Our guest conductor began with Beethovenian guns blazing. His tensely dramatic account of Beethoven's "Egmont" Overture was marred only by errant wind chording, perhaps due to the absence of several key woodwind principals.

I'm all for orchestras bringing back new works that truly merit a second hearing, but I have to wonder who at the CSO deemed John Stevens' "Journey," Concerto for Contrabass Tuba worthy of a reprise little more than three years after Gene Pokorny, the orchestra's principal tubist, premiered it at Orchestra Hall.

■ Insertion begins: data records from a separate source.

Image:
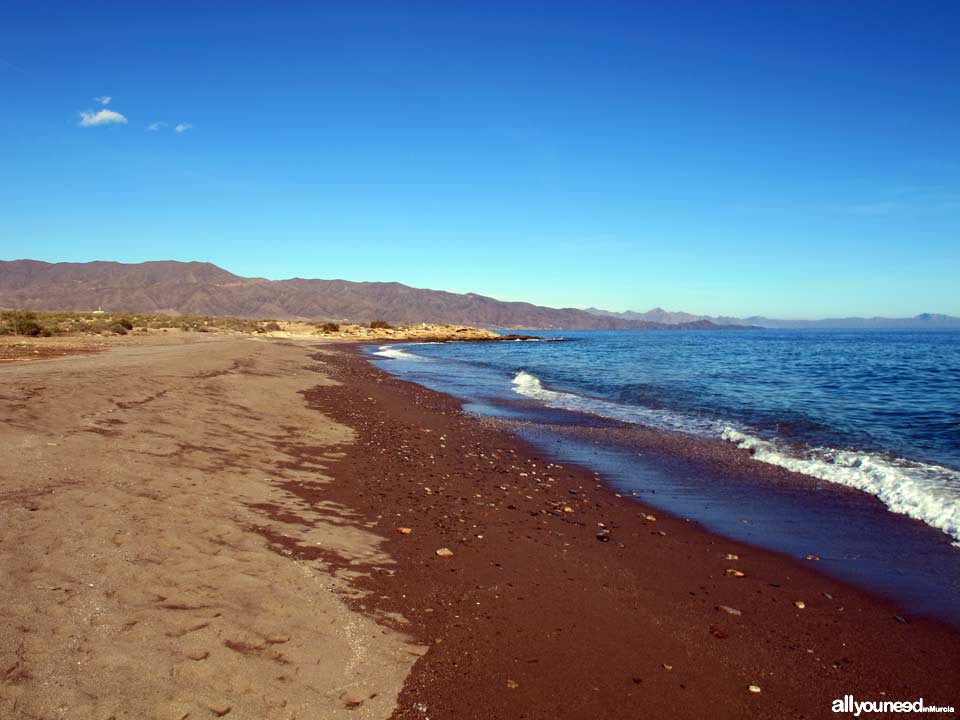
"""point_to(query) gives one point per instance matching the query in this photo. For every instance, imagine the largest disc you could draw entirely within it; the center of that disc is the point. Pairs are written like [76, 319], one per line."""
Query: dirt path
[137, 582]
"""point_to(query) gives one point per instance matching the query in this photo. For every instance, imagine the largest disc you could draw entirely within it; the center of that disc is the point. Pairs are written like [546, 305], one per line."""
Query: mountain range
[923, 321]
[198, 288]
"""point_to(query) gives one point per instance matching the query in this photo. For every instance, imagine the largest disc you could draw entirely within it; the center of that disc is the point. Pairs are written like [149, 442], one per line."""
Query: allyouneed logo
[848, 705]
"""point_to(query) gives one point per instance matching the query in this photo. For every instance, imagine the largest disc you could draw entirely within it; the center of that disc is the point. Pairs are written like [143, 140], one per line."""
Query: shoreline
[546, 613]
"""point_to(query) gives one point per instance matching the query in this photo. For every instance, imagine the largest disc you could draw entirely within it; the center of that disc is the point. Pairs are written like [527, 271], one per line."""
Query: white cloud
[101, 117]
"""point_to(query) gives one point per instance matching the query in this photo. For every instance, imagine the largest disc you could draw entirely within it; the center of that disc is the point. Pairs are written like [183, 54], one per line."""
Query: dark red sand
[534, 616]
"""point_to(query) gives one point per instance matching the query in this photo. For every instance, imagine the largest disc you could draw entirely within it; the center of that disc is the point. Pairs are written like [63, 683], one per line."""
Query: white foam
[529, 385]
[926, 492]
[395, 353]
[930, 493]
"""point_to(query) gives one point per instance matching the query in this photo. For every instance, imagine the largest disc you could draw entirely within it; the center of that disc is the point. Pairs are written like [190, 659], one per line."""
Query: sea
[872, 411]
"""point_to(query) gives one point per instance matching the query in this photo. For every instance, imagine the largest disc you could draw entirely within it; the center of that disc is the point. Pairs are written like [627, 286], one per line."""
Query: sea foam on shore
[927, 492]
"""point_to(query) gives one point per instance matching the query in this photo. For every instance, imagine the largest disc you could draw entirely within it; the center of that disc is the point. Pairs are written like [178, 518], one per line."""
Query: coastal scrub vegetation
[46, 324]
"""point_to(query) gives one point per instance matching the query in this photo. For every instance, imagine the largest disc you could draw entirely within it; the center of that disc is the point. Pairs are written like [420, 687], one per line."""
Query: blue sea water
[878, 411]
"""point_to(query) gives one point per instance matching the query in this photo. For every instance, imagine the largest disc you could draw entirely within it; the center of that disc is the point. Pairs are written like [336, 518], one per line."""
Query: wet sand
[534, 616]
[209, 527]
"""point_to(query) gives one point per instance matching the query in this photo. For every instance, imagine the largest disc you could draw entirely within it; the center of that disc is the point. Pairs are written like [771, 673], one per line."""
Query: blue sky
[792, 159]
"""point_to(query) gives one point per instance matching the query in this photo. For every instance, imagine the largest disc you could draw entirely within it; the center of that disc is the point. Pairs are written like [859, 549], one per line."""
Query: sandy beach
[231, 526]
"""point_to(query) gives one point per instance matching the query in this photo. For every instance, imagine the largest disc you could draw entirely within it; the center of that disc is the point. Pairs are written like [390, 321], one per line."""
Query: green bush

Stevens is professor of tuba at the University of Wisconsin-Madison School of Music and also a professional tubist. You must admire his attempt to turn this growling behemoth into a legitimate solo instrument. His operative metaphor is a train chugging through an American landscape -- a homage to Pokorny's love of America's classic steam locomotives. Think Fafner the dragon roaring and spluttering his way across Aaron Copland's prairies.

Pokorny is the finest tuba virtuoso the city has heard since the late, great Arnold Jacobs. He galumphed gamely through the score and was warmly applauded for his efforts. But neither he nor Robertson could make the concerto sound like anything more than an amiable if forgettable bag of trite tuba tricks.